Copyright Tool Scans Web For Violations 185

Posted by Zonk on Tuesday December 19, 2006 @12:21PM from the he-knows-when-you've-been-bad-or-good dept.

The Wall Street Journal is reporting on a tech start-up that proposes to offer the ultimate in assurance for content owners. Attributor Corporation is going to offer clients the ability to scan the web for their own intellectual property. The article touches on previous use of techniques like DRM and in-house staff searches, and the limited usefulness of both. They specifically cite the pending legal actions against companies like YouTube, and wonder about what their attitude will be towards initiatives like this. From the article: "Attributor analyzes the content of clients, who could range from individuals to big media companies, using a technique known as 'digital fingerprinting,' which determines unique and identifying characteristics of content. It uses these digital fingerprints to search its index of the Web for the content. The company claims to be able to spot a customer's content based on the appearance of as little as a few sentences of text or a few seconds of audio or video. It will provide customers with alerts and a dashboard of identified uses of their content on the Web and the context in which it is used. The content owners can then try to negotiate revenue from whoever is using it or request that it be taken down. In some cases, they may decide the content is being used fairly or to acceptable promotional ends. Attributor plans to help automate the interaction between content owners and those using their content on the Web, though it declines to specify how."

This discussion has been archived. No new comments can be posted.

Search 185 Comments Log In/Create an Account

Comments Filter:

Can't they just use google or torrent sites? (Score:3, Informative)

by LiquidCoooled ( 634315 ) writes: on Tuesday December 19, 2006 @12:33PM (#17300870) Homepage Journal

Can't they just use google or torrent sites?
If users can find items they want, presumably the copyright holders could use the same methods...

Re:i don't like robots.txt anyway. (Score:5, Informative)

by FooAtWFU ( 699187 ) writes: on Tuesday December 19, 2006 @12:57PM (#17301150) Homepage

You're absolutely right that "if you don't want it on the public Web, don't put it there in the first place" -- but there are still times when you have a legitimate reason that you don't want a page indexed, downloaded, or otherwise visited by a robot.
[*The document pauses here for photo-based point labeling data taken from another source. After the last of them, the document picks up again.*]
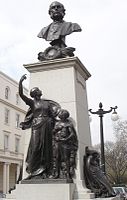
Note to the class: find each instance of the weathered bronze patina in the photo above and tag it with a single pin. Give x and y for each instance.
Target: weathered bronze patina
(56, 33)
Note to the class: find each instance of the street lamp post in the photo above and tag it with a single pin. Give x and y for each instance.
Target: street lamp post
(101, 113)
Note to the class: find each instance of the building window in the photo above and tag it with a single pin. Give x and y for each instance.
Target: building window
(17, 99)
(7, 92)
(17, 143)
(17, 120)
(6, 142)
(7, 113)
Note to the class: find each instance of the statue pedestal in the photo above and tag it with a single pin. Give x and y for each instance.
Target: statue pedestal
(45, 191)
(64, 81)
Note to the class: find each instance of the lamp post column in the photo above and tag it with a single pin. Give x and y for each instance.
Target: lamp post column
(102, 144)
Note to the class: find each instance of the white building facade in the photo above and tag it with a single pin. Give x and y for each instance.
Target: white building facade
(12, 112)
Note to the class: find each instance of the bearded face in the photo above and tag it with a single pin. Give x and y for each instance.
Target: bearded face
(56, 11)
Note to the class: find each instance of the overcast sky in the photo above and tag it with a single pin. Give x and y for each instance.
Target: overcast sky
(101, 47)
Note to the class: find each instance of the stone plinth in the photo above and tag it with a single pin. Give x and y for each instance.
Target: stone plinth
(45, 191)
(64, 81)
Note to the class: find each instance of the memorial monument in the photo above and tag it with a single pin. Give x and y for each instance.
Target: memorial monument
(58, 123)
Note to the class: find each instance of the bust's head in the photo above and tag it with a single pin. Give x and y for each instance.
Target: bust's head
(56, 11)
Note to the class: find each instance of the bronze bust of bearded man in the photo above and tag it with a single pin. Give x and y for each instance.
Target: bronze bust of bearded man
(56, 33)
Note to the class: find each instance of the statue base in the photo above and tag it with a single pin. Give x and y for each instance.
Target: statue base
(51, 191)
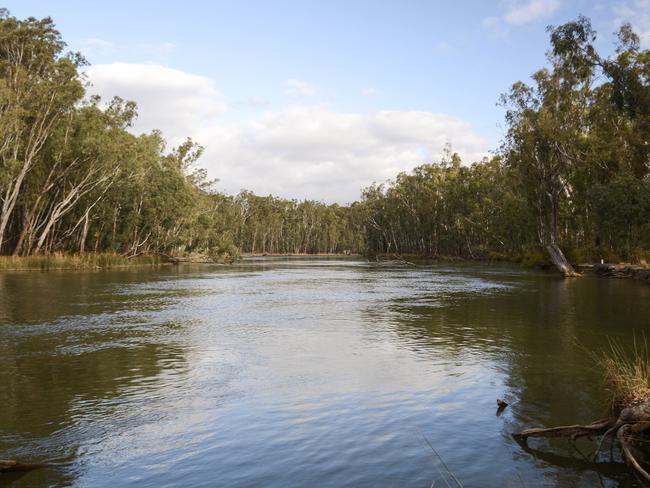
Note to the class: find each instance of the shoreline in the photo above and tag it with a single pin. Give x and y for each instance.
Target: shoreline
(618, 271)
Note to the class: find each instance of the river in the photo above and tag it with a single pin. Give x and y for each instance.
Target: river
(283, 373)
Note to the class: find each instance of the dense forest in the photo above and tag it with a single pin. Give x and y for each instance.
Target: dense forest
(73, 178)
(573, 170)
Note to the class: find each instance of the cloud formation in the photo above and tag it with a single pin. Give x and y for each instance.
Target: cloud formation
(176, 102)
(519, 13)
(299, 88)
(637, 12)
(302, 151)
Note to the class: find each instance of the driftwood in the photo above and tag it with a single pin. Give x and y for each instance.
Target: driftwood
(560, 262)
(11, 466)
(634, 419)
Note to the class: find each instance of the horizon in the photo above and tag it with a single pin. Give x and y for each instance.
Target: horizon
(315, 101)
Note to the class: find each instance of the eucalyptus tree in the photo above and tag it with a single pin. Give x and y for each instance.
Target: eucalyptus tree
(39, 87)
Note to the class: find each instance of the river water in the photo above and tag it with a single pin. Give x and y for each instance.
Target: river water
(283, 373)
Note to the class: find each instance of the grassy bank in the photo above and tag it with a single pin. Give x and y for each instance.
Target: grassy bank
(77, 261)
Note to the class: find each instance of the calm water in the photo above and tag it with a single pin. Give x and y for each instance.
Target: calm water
(304, 373)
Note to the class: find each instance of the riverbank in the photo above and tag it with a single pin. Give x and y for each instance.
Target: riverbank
(297, 254)
(78, 261)
(620, 271)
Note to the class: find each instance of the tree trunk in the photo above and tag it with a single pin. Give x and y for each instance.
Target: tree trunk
(560, 262)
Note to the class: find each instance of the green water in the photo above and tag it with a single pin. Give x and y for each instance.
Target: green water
(303, 373)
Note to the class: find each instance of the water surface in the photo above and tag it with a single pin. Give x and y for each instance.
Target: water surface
(305, 372)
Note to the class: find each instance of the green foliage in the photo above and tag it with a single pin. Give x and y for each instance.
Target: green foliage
(574, 169)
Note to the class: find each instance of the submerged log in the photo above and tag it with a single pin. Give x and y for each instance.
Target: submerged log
(634, 419)
(560, 262)
(11, 466)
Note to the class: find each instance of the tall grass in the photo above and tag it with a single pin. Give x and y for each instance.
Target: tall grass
(626, 372)
(76, 261)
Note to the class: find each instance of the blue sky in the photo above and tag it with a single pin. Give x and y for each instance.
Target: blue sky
(279, 91)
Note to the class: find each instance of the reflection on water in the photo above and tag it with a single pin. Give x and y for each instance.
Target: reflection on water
(283, 373)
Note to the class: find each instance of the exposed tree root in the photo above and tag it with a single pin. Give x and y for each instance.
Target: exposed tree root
(634, 419)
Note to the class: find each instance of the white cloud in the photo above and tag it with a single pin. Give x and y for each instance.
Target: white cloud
(371, 92)
(176, 102)
(299, 88)
(301, 151)
(519, 13)
(94, 41)
(316, 152)
(637, 12)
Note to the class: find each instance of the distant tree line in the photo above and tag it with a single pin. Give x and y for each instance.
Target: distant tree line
(573, 170)
(73, 178)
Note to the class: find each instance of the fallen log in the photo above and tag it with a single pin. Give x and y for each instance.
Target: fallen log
(12, 466)
(559, 261)
(634, 419)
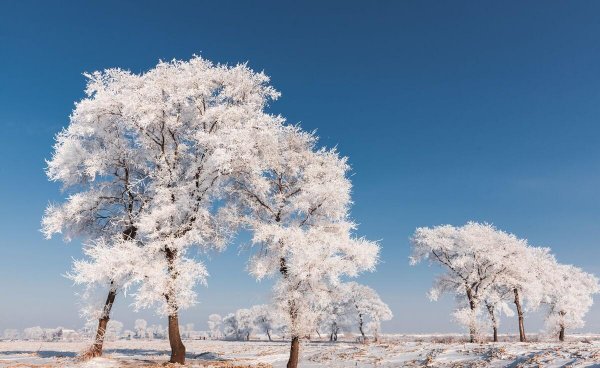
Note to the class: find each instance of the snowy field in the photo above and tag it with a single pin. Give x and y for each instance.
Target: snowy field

Dynamically generated content is one example reason; sometimes certain pages can be a big drain on your website, and you'd prefer not to have every spider in the world hitting them up every few minutes.
Let's take a fun legitimate site like, oh... Wikipedia [wikipedia.org]:

# Folks get annoyed when VfD discussions end up the number 1 google hit for # their name. See bugzilla bug #4776 # en: Disallow: /wiki/Wikipedia:Articles_for_deletion/ Disallow: /wiki/Wikipedia%3AArticles_for_deletion/ Disallow : /wiki/Wikipedia:Votes_for_deletion/ Disallow: /wiki/Wikipedia%3AVotes_for_deletion/ Disallow: /wiki/Wikipedia:Pages_for_deletion/ Disallow: /wiki/Wikipedia%3APages_for_deletion/ Disallow: /wiki/Wikipedia:Miscellany_for_deletion/ Disallow : /wiki/Wikipedia%3AMiscellany_for_deletion/ Disall ow: /wiki/Wikipedia:Miscellaneous_deletion/ Disallow: /wiki/Wikipedia%3AMiscellaneous_deletion/ Disallo w: /wiki/Wikipedia:Copyright_problems Disallow: /wiki/Wikipedia%3ACopyright_problems

(They also disallow certain specially generated pages like Special:Random, and any of the pages which actually let you edit the site).
Let's see, what are some other sites? Ooh. Take a look at Slashdot's robots.txt [slashdot.org]! (disallows a variety of fun pages.) Microsoft's? [microsoft.com] How about whitehouse.gov [whitehouse.gov]? Google [google.com]?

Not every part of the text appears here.